In its March issue, the Bank of China (Hong Kong)'s Monthly Economic Review noted that 'based on recent economic data, the current global market correction was not caused by fundamental economic factors' but was rather a knee-jerk reaction to a retreat on China's equity market.

Exacerbating that problem was the matter of 'excess liquidity which had driven asset prices to very high valuations'.

In the circumstances, a correction was both overdue and healthy. Investors should watch closely to see if Beijing policymakers move to slow the pace of growth in China, analysts suggest. Any hint of a sharp correction in China's economic expansion, and hence corporate earnings and share prices, would spill over directly into Hong Kong share prices via the 367 mainland enterprises listed on the Hong Kong market.

They are collectively responsible for half (or HK$6.72 trillion), of the entire market capitalisation of HK$13.4trillion.

But if Hong Kong consumer sentiment is a gauge, jobs remain secure and salaries should continue to rise during the year as the economy continues to expand.

Latest available data from the Hong Kong Monetary Authority released in mid-February showed that credit card spending was up 12 per cent in December as cardholders raised debt to pay their taxes and go shopping for Christmas.

That faith appeared justified based on comments from Enoch Fung, Goldman Sachs' Hong Kong economist, who noted that the unemployment rate remained at a six-year low of 4.4 per cent in December, with the jobs' market a 'key theme' for the rest of the year.

'We expect the buoyant labour market to spur growth in wages and, in turn, consumption,' Mr Fung said.

'The prospects of lower interest rates heading into the second half, coupled with the strong labour market, should continue to add fuel to consumption growth and the asset-reflation cycle.'

The HKMA, meanwhile, which also manages the fiscal reserves of the Hong Kong government, rode the equity wave to record investment income of HK$103.7billion in 2006 - of which a shade under HK$29billion was attributable to the government's own coffers. With the net budget surplus running at HK$55.1billion, and an accumulated surplus in the Exchange Fund of HK$507.7billion, the city was in a sound fiscal position to give hand-outs in the recent budget and the possibility of additional measures during the rest of the year.

But the authority's chairman, Joseph Yam Chi-kwong, warned against expectations of a repeat performance for the market and the Exchange Fund.
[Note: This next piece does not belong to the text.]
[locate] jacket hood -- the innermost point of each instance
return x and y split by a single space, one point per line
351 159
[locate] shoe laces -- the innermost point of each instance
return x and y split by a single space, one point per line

'It is unlikely that the Exchange Fund will achieve the same high return seen in 2006,' the HKMA chairman said. 'The rise in equities markets that we benefited from in 2006 makes the prospects for those markets in 2007 more uncertain. Economic buoyancy and excess liquidity have led recently to some volatility in asset markets, and this may well increase.'

Uncertainties about the global economy and the outlook for inflation in major economies would make it difficult to predict trends in interest rates, Mr Yam added.

According to the American Express outlook for the Hong Kong economy in 2007, Hong Kong interest rates would 'remain largely stable' with the US Federal Reserve putting interest rates on hold for most of 2007.

Unemployment would stay low, while 'property prices should increase further' due to new housing supply remaining constrained, according to the outlook.